Nuove accuse a Facebook: problemi a lavoro e a casa

E’ guerra aperta ormai fra il Wall Street Journal e Mark Zuckerberg. Il quotidiano internazionale newyorkese, quello a maggiore diffusione con una media a livello mondiale di oltre 2 milioni copie stampate giornalmente, continua ad accusare Facebook.

Facebook (Adobe Stock)
Facebook (Adobe Stock)

Era già accaduto con l’intervista fiume a Frances Haugen, l’ex dirigente di Facebook che ha inveito contro i social di Mark Zuckerberg, senza lesinare accuse pesantissime nei confronti della piattaforma statunitense. Accade di nuovo.

Una nuova inchiesta del Wall Street Journal rivela che l’applicazione di Mark Zuckerberg danneggia il sonno, il lavoro, le relazioni o la genitorialità per circa il 12,5% degli utenti. Facebook farebbe male, sempre secondo il quotidiano statunitense, per circa 360 milioni di utenti, come suggeriscono i sondaggi aziendali.

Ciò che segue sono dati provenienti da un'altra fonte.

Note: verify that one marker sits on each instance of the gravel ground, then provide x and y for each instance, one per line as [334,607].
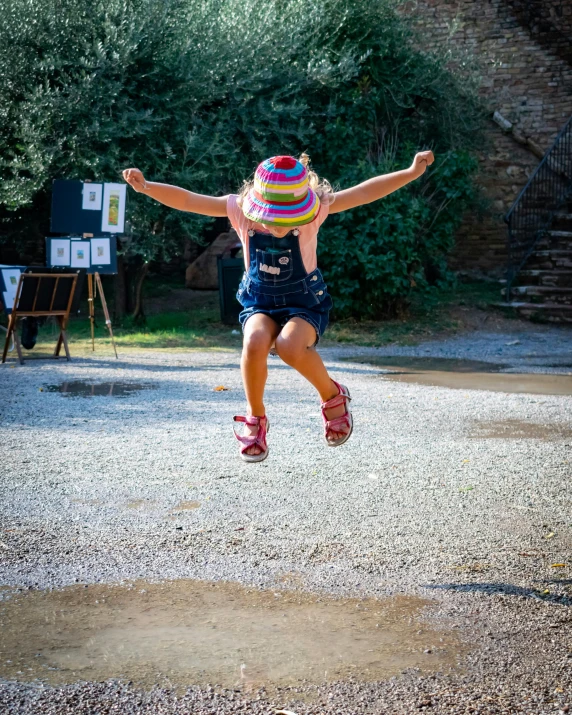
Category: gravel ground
[418,502]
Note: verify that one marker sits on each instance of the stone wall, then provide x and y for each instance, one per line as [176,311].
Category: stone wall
[522,49]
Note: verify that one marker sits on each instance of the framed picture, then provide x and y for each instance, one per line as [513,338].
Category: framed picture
[101,251]
[91,197]
[60,252]
[9,278]
[80,254]
[113,215]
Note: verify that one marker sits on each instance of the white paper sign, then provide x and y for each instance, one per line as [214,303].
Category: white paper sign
[60,252]
[92,194]
[11,278]
[80,254]
[100,251]
[113,217]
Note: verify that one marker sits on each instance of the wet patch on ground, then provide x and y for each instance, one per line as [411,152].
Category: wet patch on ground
[194,633]
[519,429]
[467,375]
[79,388]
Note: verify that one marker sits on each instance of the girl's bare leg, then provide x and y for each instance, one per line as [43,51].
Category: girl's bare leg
[293,344]
[260,332]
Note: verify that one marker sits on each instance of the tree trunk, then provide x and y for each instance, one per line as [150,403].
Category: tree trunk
[138,313]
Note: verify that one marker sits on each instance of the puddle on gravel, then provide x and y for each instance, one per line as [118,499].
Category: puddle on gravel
[519,429]
[193,633]
[98,389]
[467,375]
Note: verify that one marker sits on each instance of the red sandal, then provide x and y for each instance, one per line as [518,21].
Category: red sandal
[258,439]
[345,420]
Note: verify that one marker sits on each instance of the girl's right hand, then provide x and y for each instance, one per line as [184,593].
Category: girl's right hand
[135,179]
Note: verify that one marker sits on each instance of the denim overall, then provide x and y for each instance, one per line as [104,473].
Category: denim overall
[276,283]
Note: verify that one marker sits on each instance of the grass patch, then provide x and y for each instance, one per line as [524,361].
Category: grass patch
[199,327]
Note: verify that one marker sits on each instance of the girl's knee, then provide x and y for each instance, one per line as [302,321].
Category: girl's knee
[289,349]
[257,342]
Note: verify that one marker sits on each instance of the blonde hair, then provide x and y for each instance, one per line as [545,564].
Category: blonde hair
[321,187]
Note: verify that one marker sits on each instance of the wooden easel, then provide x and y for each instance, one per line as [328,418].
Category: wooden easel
[46,308]
[93,283]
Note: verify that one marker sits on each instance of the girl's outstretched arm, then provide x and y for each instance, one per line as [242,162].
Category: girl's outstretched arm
[175,197]
[380,186]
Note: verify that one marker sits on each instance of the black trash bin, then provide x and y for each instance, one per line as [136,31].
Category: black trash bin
[230,272]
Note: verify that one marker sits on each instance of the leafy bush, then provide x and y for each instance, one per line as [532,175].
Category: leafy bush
[197,93]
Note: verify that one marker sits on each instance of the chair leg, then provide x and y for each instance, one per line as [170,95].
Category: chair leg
[63,339]
[7,343]
[18,344]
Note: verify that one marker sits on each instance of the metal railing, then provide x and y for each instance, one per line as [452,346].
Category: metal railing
[533,211]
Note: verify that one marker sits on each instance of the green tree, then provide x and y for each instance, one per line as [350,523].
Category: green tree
[197,93]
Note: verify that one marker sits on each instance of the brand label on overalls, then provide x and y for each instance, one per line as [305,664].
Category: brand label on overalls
[274,270]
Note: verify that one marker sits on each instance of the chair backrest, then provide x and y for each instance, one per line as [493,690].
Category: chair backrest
[45,294]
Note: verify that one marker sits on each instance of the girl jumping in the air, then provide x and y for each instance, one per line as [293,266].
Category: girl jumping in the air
[284,297]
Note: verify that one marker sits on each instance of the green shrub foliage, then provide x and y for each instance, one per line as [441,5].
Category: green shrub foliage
[197,92]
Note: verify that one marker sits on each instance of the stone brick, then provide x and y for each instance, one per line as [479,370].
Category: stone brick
[526,76]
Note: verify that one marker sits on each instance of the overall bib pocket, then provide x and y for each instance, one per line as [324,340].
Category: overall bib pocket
[274,266]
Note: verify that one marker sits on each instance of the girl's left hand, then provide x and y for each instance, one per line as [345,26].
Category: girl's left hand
[422,160]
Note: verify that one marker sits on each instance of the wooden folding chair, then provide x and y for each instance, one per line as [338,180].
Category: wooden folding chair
[42,295]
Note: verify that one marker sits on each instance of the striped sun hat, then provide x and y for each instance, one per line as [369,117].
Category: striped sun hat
[281,194]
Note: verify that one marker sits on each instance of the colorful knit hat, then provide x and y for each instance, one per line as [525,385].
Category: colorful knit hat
[281,194]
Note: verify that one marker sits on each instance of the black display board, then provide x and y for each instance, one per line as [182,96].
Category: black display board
[67,213]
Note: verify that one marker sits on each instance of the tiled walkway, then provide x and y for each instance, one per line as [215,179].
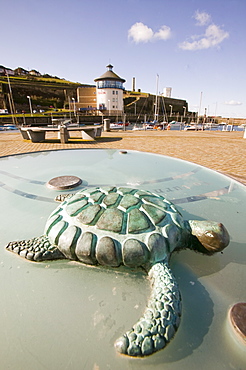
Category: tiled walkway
[221,151]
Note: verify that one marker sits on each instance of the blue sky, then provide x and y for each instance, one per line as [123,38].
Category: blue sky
[195,46]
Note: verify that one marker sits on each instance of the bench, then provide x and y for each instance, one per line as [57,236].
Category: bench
[37,134]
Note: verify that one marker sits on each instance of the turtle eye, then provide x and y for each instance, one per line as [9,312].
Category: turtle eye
[209,234]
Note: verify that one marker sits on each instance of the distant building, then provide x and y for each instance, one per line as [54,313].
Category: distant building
[109,91]
[86,99]
[21,71]
[5,71]
[33,72]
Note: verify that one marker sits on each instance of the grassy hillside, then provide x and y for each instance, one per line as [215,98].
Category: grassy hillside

Wall Street Journal-Meta: il botta e risposta

Facebook Like (Adobe Stock)
Facebook Like (Adobe Stock)

I ricercatori di Facebook hanno scoperto che un utente su otto riferisce di essere coinvolto in un uso compulsivo dei social media che ha un impatto sul loro sonno, lavoro, genitorialità o relazioni, secondo i documenti esaminati dal Wall Street Journal.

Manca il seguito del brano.